The idea also applies to reading, Drover said.

Another graph showed little information apart from a line representing "my overall health" which declines rapidly at a point labelled "the day I realized I could cook bacon whenever I wanted."

Drover asked why the graph might be misleading. Board member Ken Arsenault said, "you could have got hit by a bus that same day."

Drover said that was a possibility, given that the graph had so little information.

In another example, ice cream consumption is correlated with drowning deaths in Saskatchewan. Rather than one thing necessarily causing the other, the two are correlated because both happen in warm weather.

Rules of Thumb

Drover had four rules of thumb about data in relation to the school division: don't get excited unless there's a change in 10 percentage points, "because there's a lot of noise in our data and a lot of reasons why things go up and down;" look for the trend over time, not the change year to year, as the differences from one year to the next in a lot of Living Sky's data involves a different group of kids sampled in the next year; always question the quality of data and why it might have problems; and avoid confirmation bias.

Confirmation bias is the tendency to search for or interpret information that supports what one already believes to be true.

Arsenault said of the data available to the school division, cohort data was useful for him.

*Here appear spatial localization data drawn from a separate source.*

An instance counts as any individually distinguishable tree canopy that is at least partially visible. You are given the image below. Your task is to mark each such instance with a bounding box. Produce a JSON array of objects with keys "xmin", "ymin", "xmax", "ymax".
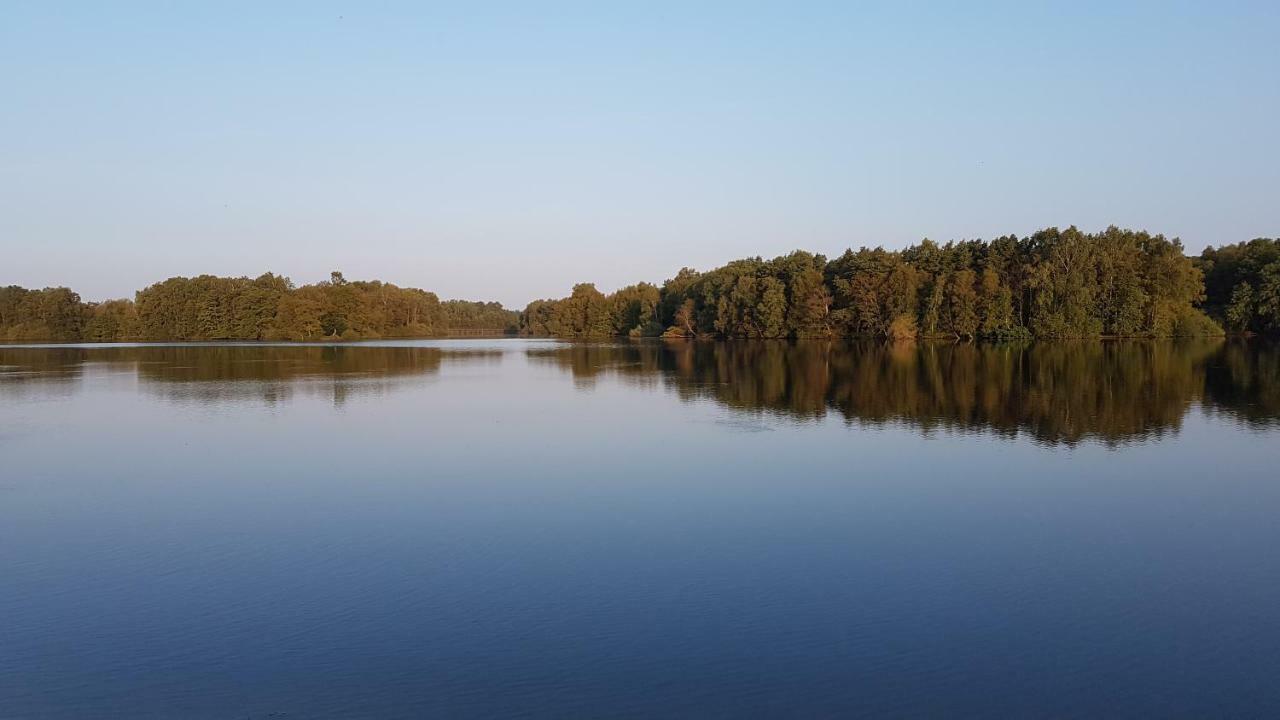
[
  {"xmin": 8, "ymin": 229, "xmax": 1277, "ymax": 343},
  {"xmin": 1196, "ymin": 238, "xmax": 1280, "ymax": 335},
  {"xmin": 522, "ymin": 226, "xmax": 1228, "ymax": 339},
  {"xmin": 1, "ymin": 272, "xmax": 517, "ymax": 342}
]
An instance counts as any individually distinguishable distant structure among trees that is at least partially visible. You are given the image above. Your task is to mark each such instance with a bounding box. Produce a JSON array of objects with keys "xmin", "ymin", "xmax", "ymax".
[
  {"xmin": 0, "ymin": 271, "xmax": 518, "ymax": 342},
  {"xmin": 3, "ymin": 229, "xmax": 1276, "ymax": 343},
  {"xmin": 524, "ymin": 228, "xmax": 1278, "ymax": 339}
]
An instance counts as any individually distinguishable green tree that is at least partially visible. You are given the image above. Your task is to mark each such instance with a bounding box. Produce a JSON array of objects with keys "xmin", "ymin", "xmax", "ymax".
[{"xmin": 947, "ymin": 269, "xmax": 980, "ymax": 339}]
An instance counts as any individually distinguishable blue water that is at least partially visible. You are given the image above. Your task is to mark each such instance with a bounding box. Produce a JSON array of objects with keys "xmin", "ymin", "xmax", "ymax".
[{"xmin": 2, "ymin": 340, "xmax": 1278, "ymax": 718}]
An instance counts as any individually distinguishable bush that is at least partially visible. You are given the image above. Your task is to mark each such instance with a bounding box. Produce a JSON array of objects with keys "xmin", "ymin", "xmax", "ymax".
[
  {"xmin": 1172, "ymin": 308, "xmax": 1225, "ymax": 337},
  {"xmin": 984, "ymin": 325, "xmax": 1033, "ymax": 342},
  {"xmin": 886, "ymin": 314, "xmax": 918, "ymax": 340}
]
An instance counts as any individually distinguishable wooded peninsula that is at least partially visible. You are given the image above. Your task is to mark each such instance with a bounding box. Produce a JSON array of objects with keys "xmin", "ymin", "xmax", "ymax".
[{"xmin": 2, "ymin": 227, "xmax": 1277, "ymax": 342}]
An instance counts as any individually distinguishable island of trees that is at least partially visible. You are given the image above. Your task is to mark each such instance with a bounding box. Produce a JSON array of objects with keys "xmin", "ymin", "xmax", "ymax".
[
  {"xmin": 522, "ymin": 228, "xmax": 1279, "ymax": 339},
  {"xmin": 2, "ymin": 227, "xmax": 1277, "ymax": 342},
  {"xmin": 0, "ymin": 272, "xmax": 518, "ymax": 342}
]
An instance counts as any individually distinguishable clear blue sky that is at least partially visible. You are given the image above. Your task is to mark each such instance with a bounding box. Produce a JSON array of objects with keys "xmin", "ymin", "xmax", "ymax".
[{"xmin": 3, "ymin": 1, "xmax": 1277, "ymax": 307}]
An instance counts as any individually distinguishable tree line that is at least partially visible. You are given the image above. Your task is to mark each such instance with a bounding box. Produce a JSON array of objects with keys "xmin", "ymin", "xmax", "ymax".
[
  {"xmin": 522, "ymin": 228, "xmax": 1279, "ymax": 339},
  {"xmin": 4, "ymin": 230, "xmax": 1276, "ymax": 343},
  {"xmin": 0, "ymin": 271, "xmax": 518, "ymax": 342},
  {"xmin": 1196, "ymin": 237, "xmax": 1280, "ymax": 335}
]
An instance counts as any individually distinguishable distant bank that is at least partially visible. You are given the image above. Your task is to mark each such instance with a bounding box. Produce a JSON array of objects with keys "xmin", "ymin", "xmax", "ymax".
[
  {"xmin": 1, "ymin": 271, "xmax": 519, "ymax": 343},
  {"xmin": 3, "ymin": 228, "xmax": 1277, "ymax": 343}
]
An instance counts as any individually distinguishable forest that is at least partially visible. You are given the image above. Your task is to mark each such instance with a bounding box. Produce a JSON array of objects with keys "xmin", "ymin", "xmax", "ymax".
[
  {"xmin": 0, "ymin": 271, "xmax": 518, "ymax": 342},
  {"xmin": 3, "ymin": 229, "xmax": 1277, "ymax": 342},
  {"xmin": 522, "ymin": 228, "xmax": 1280, "ymax": 340},
  {"xmin": 1197, "ymin": 237, "xmax": 1280, "ymax": 335}
]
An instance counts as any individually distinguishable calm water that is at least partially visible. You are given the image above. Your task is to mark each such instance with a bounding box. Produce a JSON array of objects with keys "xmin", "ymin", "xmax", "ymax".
[{"xmin": 2, "ymin": 339, "xmax": 1279, "ymax": 718}]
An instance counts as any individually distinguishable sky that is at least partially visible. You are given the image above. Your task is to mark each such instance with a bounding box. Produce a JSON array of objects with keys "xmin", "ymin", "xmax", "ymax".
[{"xmin": 2, "ymin": 1, "xmax": 1277, "ymax": 308}]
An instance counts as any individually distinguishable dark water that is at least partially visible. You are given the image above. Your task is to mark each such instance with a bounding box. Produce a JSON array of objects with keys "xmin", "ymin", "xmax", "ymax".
[{"xmin": 2, "ymin": 339, "xmax": 1279, "ymax": 718}]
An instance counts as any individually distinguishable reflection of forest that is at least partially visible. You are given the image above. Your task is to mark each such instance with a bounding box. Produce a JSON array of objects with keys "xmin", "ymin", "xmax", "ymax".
[
  {"xmin": 528, "ymin": 339, "xmax": 1280, "ymax": 445},
  {"xmin": 0, "ymin": 345, "xmax": 501, "ymax": 406},
  {"xmin": 3, "ymin": 341, "xmax": 1277, "ymax": 443}
]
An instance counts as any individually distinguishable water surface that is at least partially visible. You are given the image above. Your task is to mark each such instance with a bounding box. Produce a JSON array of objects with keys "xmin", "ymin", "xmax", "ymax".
[{"xmin": 2, "ymin": 339, "xmax": 1279, "ymax": 718}]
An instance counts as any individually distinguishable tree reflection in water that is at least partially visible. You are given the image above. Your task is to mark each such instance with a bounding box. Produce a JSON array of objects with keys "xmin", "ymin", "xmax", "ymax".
[
  {"xmin": 528, "ymin": 339, "xmax": 1280, "ymax": 446},
  {"xmin": 3, "ymin": 339, "xmax": 1277, "ymax": 444}
]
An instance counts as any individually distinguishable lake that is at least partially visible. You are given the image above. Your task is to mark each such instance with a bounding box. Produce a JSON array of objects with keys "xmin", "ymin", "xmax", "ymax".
[{"xmin": 2, "ymin": 339, "xmax": 1279, "ymax": 718}]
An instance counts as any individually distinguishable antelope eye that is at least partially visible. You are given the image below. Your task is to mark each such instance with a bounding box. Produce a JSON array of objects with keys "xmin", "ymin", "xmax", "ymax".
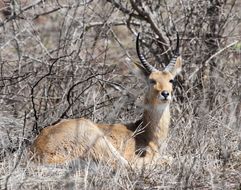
[
  {"xmin": 149, "ymin": 79, "xmax": 156, "ymax": 84},
  {"xmin": 169, "ymin": 79, "xmax": 174, "ymax": 84}
]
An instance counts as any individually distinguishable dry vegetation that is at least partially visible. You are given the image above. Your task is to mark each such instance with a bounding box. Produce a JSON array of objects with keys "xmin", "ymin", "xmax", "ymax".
[{"xmin": 0, "ymin": 0, "xmax": 241, "ymax": 189}]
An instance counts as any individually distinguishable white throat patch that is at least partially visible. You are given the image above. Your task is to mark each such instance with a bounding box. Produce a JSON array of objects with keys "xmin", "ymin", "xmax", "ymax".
[
  {"xmin": 155, "ymin": 103, "xmax": 169, "ymax": 113},
  {"xmin": 144, "ymin": 103, "xmax": 169, "ymax": 114}
]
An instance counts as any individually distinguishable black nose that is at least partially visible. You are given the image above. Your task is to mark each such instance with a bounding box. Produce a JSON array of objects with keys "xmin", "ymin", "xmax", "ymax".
[{"xmin": 161, "ymin": 91, "xmax": 169, "ymax": 99}]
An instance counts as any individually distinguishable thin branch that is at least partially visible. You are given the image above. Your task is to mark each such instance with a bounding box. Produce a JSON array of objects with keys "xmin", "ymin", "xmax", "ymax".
[
  {"xmin": 30, "ymin": 52, "xmax": 74, "ymax": 134},
  {"xmin": 106, "ymin": 0, "xmax": 139, "ymax": 18},
  {"xmin": 129, "ymin": 0, "xmax": 167, "ymax": 46},
  {"xmin": 205, "ymin": 40, "xmax": 238, "ymax": 64}
]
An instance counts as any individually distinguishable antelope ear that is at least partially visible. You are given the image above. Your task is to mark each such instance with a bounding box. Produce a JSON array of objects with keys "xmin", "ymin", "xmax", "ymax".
[
  {"xmin": 164, "ymin": 56, "xmax": 182, "ymax": 77},
  {"xmin": 125, "ymin": 58, "xmax": 150, "ymax": 81}
]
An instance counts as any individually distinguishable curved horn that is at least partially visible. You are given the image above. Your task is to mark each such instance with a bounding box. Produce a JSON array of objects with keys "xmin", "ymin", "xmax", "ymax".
[
  {"xmin": 136, "ymin": 33, "xmax": 157, "ymax": 73},
  {"xmin": 165, "ymin": 32, "xmax": 181, "ymax": 72},
  {"xmin": 174, "ymin": 32, "xmax": 180, "ymax": 56}
]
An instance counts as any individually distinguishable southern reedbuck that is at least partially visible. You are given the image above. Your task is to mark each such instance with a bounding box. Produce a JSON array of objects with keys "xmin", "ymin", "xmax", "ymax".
[{"xmin": 30, "ymin": 33, "xmax": 182, "ymax": 167}]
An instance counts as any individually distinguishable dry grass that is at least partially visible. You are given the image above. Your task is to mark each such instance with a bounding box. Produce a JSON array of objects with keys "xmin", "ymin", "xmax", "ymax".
[{"xmin": 1, "ymin": 112, "xmax": 241, "ymax": 189}]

Cohort data involves collecting information from students over time.

Drover said he used to collect cohort data but stopped because transient students tend to leave the cohort the longer the division tracks the cohort. To some extent, Drover said, such data can resemble the cheese and engineering degree correlation.

"We'd like to think the longer the kids stay with us the better they'll do, and that's partially true," Drover said. Rather, such cohorts don't effectively track the transient students and can give a misleading impression of reality.

"But the smaller the cohort gets, the more and more you just get kids that are from stable two-parent families whose families have jobs and are sticking around here for a long time."

Graduation Rates

Regarding graduation rates, Drover said the Ministry of Education locks students to schools, despite students moving from school to school. Drover said that approach works for looking at provincial numbers, but not necessarily for Living Sky since the division has students coming out of four different school systems. Living Sky, Drover said, uses its own formula for calculating grad rates.

Living Sky has worked to establish baseline data from which to measure changes, although such baselines have changed over the years for various reasons.

"My problem with the data now is there's too many variables, and then the government throws in a variable, and changes the grades, so if you can remove as many variables from collecting the data then the data should be more consistent," Arsenault said, suggesting Drover meet with "data counterparts" and talk to the Ministry of Education about such matters.